Aku pernah menjadi pengagum rahasia di SMK. Seperti seorang penyair tanpa nama, aku menulis puisi untuknya. Namanya Sari, gadis manis dengan rambut panjang dan senyum yang selalu berhasil menyemangati untuk berangkat sekolah lebih pagi. Puisi-puisiku tertulis di lembaran kertas lusuh, penuh dengan kata-kata yang mencerminkan perasaanku. Namun, Sari tidak pernah tahu siapa yang menulisnya. Dia hanya tahu bahwa sepasang mata di balik kacamatanya adalah pusat inspirasiku.
“Puisi ini bagus,” kata Sari saat pertama kali membacanya, matanya berbinar seolah menemukan hal baru yang menarik.
“Siapa penulisnya?” tanyanya, menoleh ke teman-temannya. Mereka hanya mengangkat bahu. Aku yang berdiri tak jauh dari sana pura-pura sibuk dengan buku di tanganku.
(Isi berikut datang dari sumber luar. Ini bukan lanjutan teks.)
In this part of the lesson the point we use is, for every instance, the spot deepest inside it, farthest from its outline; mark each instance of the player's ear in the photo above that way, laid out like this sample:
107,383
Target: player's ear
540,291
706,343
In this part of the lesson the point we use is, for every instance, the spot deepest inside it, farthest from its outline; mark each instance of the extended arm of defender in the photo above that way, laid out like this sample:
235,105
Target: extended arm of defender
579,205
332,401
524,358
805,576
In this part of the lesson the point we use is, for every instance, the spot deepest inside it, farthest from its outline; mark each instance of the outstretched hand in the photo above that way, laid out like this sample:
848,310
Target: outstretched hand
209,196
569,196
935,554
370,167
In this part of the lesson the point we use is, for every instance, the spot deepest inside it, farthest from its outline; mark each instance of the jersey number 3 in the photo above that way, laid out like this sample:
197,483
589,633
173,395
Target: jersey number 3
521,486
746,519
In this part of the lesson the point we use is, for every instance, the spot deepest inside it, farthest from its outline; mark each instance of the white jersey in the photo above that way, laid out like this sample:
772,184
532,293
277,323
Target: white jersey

Tentu saja dia mau membaca tulisanku, karena puisi-puisi itu tentangnya—tentang matanya yang bersinar seperti rapor juara kelas, tentang senyumnya yang mampu menjawab soal-soal rumit matematika. Tapi saat aku mencoba menulis puisi tentang keindahan alam atau sekadar menggambarkan senja yang memerah di ufuk barat, responsnya berbeda.
“Aku nggak ngerti maksudnya,” kata Sari sambil melipat kertas puisiku dan menyimpannya di buku catatannya. Tak ada komentar lebih lanjut. Saat itu aku sadar, Sari hanya tertarik karena dia adalah tokoh utama dalam puisiku, bukan karena aku atau kata-kataku.
Ardika selalu mengamati kejadian itu dengan senyum tipis. Suatu hari, dia menarik tanganku, membawa langkah kami menuju jendela kelas yang menghadap ke taman sekolah.
“Kamu butuh sudut pandang yang lebih luas daripada sekadar Sari,” kata Ardika, sambil menunjuk ke arah taman yang penuh dengan siswa bermain. “Ayo, ikut aku.”